In October 2017, the global significance of these sites was recognized by the World Monuments Fund (WMF) when it included the Consortium on its 2018 Watch. The World Monuments Watch is a biennial selection of at-risk cultural heritage sites that combine great historical significance with contemporary social impact. Recognition by this premier global heritage preservation organization increased the Consortium sites’ visibility and credibility with a worldwide audience. (The Consortium was one of only two North American honorees (of 25) included in the 2018 Watch.) Highlighting these places as sites of social movements, the 2018 WMF Watch Magazine noted that the Consortium “provides a strong representation of a defining moment in American history…Placement on the 2018 Watch seeks to ensure not only the physical survival of these sites, but also the protection of hundreds of stories of courage, freedom, and equality.”

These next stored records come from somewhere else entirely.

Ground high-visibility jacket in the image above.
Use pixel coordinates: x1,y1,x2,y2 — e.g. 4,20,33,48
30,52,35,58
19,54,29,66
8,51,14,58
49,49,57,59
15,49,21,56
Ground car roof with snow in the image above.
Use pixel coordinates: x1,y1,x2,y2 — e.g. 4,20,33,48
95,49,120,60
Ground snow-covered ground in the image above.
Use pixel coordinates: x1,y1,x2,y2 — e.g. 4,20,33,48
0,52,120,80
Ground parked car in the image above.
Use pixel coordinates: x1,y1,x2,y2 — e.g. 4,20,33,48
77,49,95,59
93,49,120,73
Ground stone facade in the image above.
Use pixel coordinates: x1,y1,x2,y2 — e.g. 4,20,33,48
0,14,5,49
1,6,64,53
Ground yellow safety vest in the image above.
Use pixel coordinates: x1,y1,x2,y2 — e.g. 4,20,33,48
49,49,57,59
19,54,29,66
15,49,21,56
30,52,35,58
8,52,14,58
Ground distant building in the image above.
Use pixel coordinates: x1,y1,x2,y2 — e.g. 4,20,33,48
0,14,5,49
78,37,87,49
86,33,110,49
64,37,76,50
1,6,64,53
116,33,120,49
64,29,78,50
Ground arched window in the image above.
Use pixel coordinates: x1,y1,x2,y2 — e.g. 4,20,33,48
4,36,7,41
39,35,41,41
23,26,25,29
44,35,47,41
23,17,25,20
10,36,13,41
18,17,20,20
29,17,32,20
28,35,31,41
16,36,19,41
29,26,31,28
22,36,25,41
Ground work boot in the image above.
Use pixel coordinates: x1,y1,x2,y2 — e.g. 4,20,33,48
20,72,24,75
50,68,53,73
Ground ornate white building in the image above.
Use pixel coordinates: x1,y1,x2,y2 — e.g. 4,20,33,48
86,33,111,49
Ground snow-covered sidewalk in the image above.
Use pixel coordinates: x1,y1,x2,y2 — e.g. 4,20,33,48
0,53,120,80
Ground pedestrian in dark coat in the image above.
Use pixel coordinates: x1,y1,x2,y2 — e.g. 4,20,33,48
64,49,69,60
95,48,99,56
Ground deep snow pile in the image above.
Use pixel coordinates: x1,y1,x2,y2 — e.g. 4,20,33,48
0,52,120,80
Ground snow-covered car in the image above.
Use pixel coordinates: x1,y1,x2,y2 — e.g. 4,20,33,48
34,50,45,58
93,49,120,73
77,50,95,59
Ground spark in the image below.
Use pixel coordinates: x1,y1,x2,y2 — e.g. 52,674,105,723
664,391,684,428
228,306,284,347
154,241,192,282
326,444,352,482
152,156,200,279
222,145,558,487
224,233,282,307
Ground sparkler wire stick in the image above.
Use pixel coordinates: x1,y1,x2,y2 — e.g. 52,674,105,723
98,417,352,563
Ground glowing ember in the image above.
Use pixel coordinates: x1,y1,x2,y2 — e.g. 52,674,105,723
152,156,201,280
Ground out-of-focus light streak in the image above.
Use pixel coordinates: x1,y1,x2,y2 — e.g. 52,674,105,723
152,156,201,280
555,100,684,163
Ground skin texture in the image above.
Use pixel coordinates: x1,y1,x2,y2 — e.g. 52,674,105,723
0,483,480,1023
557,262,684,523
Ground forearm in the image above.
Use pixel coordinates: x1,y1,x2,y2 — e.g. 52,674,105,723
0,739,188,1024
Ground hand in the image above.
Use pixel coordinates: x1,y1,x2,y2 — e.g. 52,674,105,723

The Consortium began as a project of the Birmingham Civil Rights Institute (BCRI). With support from the Educational Foundation of America, BCRI established a team to coordinate the World Monuments Fund nomination. At the first convening, representatives from the sites discovered common passions, goals and needs. Their shared concerns focused on preserving the historic buildings, collecting the people’s stories, and sharing their legacy with a new generation. These committed volunteers, who had been working with limited resources in relative isolation, discovered a cadre of fellow laborers. The nominating process became a catalyst for collaboration and communication. These early conversations between BCRI staff, funders and the site representatives highlighted the need for sustained communication and support.

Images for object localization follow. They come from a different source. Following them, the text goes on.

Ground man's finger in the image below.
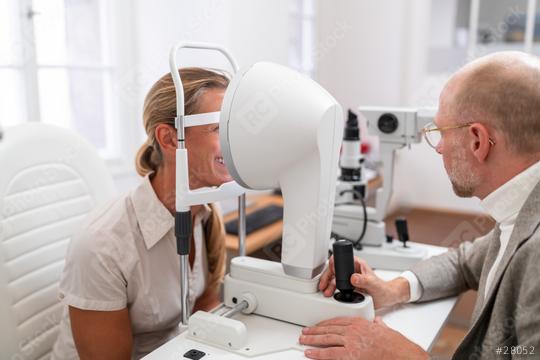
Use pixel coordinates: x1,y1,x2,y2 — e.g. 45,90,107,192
299,334,345,347
355,257,374,275
315,316,355,327
374,316,388,328
351,273,375,290
318,269,332,292
318,257,335,291
353,256,363,273
304,347,347,360
302,325,346,336
322,279,336,297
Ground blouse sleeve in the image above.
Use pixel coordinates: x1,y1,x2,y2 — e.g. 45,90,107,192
58,229,128,311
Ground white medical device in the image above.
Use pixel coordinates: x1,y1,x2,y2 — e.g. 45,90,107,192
221,62,342,279
332,107,435,270
182,61,374,354
169,42,247,325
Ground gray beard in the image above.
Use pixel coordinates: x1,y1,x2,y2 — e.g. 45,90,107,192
450,180,476,197
446,142,480,198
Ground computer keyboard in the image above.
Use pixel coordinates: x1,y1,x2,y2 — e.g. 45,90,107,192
225,204,283,235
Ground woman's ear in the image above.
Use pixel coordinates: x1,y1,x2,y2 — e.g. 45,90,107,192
154,124,177,157
468,123,492,163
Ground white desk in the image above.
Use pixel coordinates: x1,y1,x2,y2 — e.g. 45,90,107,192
144,243,457,359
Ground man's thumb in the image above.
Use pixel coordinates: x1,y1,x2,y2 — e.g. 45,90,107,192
351,273,372,288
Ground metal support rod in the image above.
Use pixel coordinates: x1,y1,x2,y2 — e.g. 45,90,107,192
180,255,190,325
210,303,228,314
222,301,249,318
524,0,537,54
238,194,247,256
175,115,186,146
467,0,480,60
170,41,242,328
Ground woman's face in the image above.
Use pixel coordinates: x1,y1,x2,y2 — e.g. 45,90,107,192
185,87,232,188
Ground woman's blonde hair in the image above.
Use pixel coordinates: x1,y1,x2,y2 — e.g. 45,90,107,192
204,204,227,292
135,67,229,177
135,67,229,293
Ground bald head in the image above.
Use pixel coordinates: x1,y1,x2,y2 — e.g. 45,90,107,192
443,51,540,155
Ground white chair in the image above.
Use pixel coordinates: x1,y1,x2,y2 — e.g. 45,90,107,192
0,123,115,360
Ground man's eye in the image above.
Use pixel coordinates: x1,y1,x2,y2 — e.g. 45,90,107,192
212,126,219,132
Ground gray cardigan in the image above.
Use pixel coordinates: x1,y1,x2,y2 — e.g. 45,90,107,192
410,180,540,360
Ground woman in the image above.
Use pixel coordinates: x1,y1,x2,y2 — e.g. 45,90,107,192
52,68,232,359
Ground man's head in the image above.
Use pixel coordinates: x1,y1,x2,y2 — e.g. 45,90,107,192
434,51,540,199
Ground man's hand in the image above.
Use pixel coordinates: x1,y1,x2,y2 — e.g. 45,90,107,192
319,256,411,309
299,316,429,360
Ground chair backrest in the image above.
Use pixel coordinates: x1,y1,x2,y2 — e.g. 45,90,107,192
0,123,115,360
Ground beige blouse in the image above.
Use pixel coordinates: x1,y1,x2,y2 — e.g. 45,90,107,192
52,175,211,359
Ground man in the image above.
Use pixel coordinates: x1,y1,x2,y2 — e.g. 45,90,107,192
299,51,540,359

This meeting and subsequent nomination was followed by a needs assessment that established the framework of collaborative leadership and self-determination that are the guiding principles for the Alabama African American Civil Rights Heritage Sites Consortium. Site capacity-building and sustainability are the key objectives. The Consortium’s programmatic activities have developed in response to site representative surveys, assessments, and discussions. In two years, an ad hoc group of volunteers evolved into a dynamic, cohesive collaborative team, working together to fulfill their individual and collective commitment to long-term success. This cohesion is the result of a series of workshops and training, documentation, networking, and public relations initiatives that were developed in response to the stated needs of the Consortium sites.
The organization holds a unique position within the state in that its membership crosses geographic boundaries, religious denominations, and financial realities. It maintains relationships with partner organizations while retaining independent funding and oversight. As national consciousness has returned its focus to Civil Rights and human rights, the Consortium increasingly fields programming requests from potential partners and funders who have identified shared goals.
The role of the Consortium continues to evolve. What began as a project incubated within the Birmingham Civil Rights Institute is now a multi-pronged organization, operating as an independent 501c3 organization with its own mission and scope. It exists to build capacity among its members by identifying needs and coordinating a strategic response that engages community partners, funders and other organizations.